?
Solved

Confused about XML and CDATA

Posted on 2006-04-28
5
Medium Priority
?
529 Views
Last Modified: 2010-05-18
I am trying to work with XML's CDATA option but am running into difficulty. This should be simple but I am obviously overlooking something. Here is the XML:

<?xml version="1.0"?>
<ROOT>
<Contractors>
<ROW>
<ContractorID>{6D440678-41E2-4F74-A599-5C05DF5F2421}</ContractorID>
<ContractorName><![CDATA[André Dart]]></ContractorName>
</ROW>
<ROW>
<ContractorID>{60BC0624-C453-499B-A3FD-B34E0D036EB1}</ContractorID>
<ContractorName><![CDATA[Annabelle McKinley]]></ContractorName>
</ROW>
<ROW>
<ContractorID>{0DD5B7CC-6315-42A9-8898-F55725A8249F}</ContractorID>
<ContractorName><![CDATA[Axiom Puree Ltd]]></ContractorName>
</ROW>
</Contractors>
</ROOT>


However, Microsoft IE when loading the xml file complains...

The XML page cannot be displayed
Cannot view XML input using XSL style sheet. Please correct the error and then click the Refresh button, or try again later.
--------------------------------------------------------------------------------

An invalid character was found in text content. Error processing resource 'file:///C:/test.xml'. Line 6, Position 30

<ContractorName><![CDATA[Andr



Also I am working with Microsoft's DOM object (version 5) using VB6 so when you come to load the XML file it fails. If I take out the acute character then it works just fine.

Any suggestions anyone?
0
Comment
Question by:Kitsune
  • 3
5 Comments
 
LVL 143

Expert Comment

by:Guy Hengel [angelIII / a3]
ID: 16560264
CDATA section only helps to ignore the content to be parsed as HTML strucure, but not about illegal characters.

<ContractorName><![CDATA[André Dart]]></ContractorName>
should be
<ContractorName><![CDATA[Andr&eaccut; Dart]]></ContractorName>
0
 
LVL 1

Author Comment

by:Kitsune
ID: 16560304
The only illegal characters in XML (according to W3C) are less than and ampersand, although I am replacing all 5 of the main list. However characters used in European and Asian languages could also be entered and I cannot check for every such character occurence. Isn't that the whole point of CDATA?

Note: Only the characters "<" and "&" are strictly illegal in XML. Apostrophes,
quotation marks and greater than signs are legal, but it is a good habit to
replace them.

See: http://www.w3schools.com/xml/xml_cdata.asp


angelIII,

Thanks for your suggestion and I would do this if this were the only possible scenario but there are literally thousands of non-ASCII characters and trying to replace each of them individually is not acceptable. I don't know what my customers may enter and many of them are not native English speakers.

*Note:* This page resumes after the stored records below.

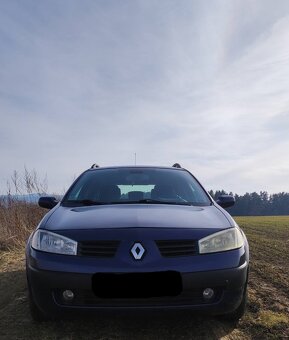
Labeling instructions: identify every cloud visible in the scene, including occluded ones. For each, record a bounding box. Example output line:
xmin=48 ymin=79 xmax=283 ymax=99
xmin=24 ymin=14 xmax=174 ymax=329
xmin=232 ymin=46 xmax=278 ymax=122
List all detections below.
xmin=0 ymin=0 xmax=289 ymax=193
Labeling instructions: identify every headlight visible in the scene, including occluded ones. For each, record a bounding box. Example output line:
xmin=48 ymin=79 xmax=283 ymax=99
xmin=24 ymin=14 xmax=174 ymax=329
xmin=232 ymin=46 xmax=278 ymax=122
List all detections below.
xmin=199 ymin=228 xmax=244 ymax=254
xmin=31 ymin=229 xmax=77 ymax=255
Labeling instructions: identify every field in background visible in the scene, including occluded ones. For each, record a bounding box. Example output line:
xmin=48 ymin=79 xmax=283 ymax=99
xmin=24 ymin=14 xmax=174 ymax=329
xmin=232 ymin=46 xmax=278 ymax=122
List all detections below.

What other tricks have you got up your sleeve?  :)
0
 
LVL 60

Accepted Solution

by:
Geert Bormans earned 500 total points
ID: 16561404
Hi Kitsune,

your parser is treating this as UTF-8
try to find the correct encoding
If I copy your XML... IE screams like you experienced
If I replace the declaration, like this <?xml version="1.0" encoding="ISO-8859-1"?>
IE is hapier

apparently the encoding of your XML is not UTF-8,
and the person giving it to you should have added a correct declaration

Cheers!
0
 
LVL 1

Author Comment

by:Kitsune
ID: 16561576
I'm away from the office now and won't be back until Tuesday. I'll look at the encoding problem then.

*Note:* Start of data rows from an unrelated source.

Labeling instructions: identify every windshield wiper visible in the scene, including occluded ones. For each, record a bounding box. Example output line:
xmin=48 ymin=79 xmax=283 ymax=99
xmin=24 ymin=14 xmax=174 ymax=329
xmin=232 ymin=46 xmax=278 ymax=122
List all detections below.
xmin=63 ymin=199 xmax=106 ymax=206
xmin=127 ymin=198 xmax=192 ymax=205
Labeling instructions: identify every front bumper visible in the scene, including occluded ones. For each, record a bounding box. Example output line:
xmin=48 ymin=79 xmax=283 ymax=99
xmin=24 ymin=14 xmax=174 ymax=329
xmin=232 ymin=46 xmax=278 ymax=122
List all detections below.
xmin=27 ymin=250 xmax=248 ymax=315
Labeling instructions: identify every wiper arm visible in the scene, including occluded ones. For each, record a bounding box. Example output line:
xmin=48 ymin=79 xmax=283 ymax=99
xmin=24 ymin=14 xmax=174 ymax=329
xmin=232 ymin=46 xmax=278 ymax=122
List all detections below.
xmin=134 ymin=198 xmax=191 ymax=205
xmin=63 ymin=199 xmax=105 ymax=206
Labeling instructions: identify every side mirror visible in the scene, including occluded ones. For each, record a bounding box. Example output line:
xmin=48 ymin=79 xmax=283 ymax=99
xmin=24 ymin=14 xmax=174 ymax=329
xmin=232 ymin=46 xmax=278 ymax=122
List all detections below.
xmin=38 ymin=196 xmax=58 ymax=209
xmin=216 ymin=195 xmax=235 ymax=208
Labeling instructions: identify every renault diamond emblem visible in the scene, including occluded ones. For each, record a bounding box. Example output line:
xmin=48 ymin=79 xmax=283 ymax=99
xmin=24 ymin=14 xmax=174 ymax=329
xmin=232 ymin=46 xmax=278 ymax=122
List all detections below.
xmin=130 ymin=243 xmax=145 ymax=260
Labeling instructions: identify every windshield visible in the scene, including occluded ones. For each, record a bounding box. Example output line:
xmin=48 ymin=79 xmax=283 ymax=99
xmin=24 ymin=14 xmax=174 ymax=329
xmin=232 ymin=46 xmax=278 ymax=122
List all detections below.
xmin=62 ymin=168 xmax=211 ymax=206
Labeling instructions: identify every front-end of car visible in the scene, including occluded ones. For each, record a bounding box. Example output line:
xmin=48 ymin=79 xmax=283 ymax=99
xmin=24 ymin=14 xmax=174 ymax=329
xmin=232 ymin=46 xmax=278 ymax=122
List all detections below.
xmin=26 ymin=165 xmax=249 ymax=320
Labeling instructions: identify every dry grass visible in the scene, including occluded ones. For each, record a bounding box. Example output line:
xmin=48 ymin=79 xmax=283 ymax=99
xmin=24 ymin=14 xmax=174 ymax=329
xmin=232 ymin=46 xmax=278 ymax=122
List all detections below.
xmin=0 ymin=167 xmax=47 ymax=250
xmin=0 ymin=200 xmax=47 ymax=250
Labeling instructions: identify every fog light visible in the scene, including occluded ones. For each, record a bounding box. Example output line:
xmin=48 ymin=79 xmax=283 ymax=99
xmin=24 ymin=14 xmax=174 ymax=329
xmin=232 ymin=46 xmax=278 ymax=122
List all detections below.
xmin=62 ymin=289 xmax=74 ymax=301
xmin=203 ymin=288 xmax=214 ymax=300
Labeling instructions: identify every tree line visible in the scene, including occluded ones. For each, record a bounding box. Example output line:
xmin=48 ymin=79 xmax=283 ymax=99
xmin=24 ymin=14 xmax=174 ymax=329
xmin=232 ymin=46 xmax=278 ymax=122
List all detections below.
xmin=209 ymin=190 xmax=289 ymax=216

Nobody is giving me anything, we are simply trying to make an XML object as robust as possible for clients. We can't predict the characters that clients may enter in the software and they surely won't be the type of users who even know what XML encoding is let alone which one is suitable for their language character set.

Gertone,
What is the most flexible or all-encompassing of the encoding options?

Thanks for you help.
0
 
LVL 1

Author Comment

by:Kitsune
ID: 16582602
Yes. It is definitely the encoding causing the problem. W3C recommend using no encoding however unless the XML file has been written using UNicode this does not work. For anyone reading this post later the following information may help...

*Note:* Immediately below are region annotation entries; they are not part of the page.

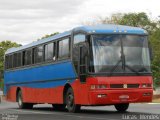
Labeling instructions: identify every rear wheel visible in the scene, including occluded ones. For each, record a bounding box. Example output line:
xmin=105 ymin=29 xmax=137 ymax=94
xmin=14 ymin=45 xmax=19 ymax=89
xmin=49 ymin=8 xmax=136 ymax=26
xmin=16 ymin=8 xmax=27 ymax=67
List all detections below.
xmin=114 ymin=103 xmax=129 ymax=112
xmin=52 ymin=104 xmax=66 ymax=111
xmin=17 ymin=91 xmax=33 ymax=109
xmin=66 ymin=88 xmax=81 ymax=113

XML documents may contain foreign characters, like Norwegian æ ø å , or French ê è é.

To let your XML parser understand these characters, you should save your XML documents as Unicode.
Windows 2000 Notepad

Windows 2000 Notepad can save files as Unicode.

Save the XML file below as Unicode (note that the document does not contain any encoding attribute):

<?xml version="1.0"?>
<note>
  <from>Jani</from>
  <to>Tove</to>
  <message>Norwegian: æøå. French: êèé</message>
</note>

The file above, note_encode_none_u.xml will NOT generate an error in IE 5+, Firefox, or Opera, but it WILL generate an error in Netscape 6.2.
Windows 2000 Notepad with Encoding

Windows 2000 Notepad files saved as Unicode use "UTF-16" encoding.

If you add an encoding attribute to XML files saved as Unicode, windows encoding values will generate an error.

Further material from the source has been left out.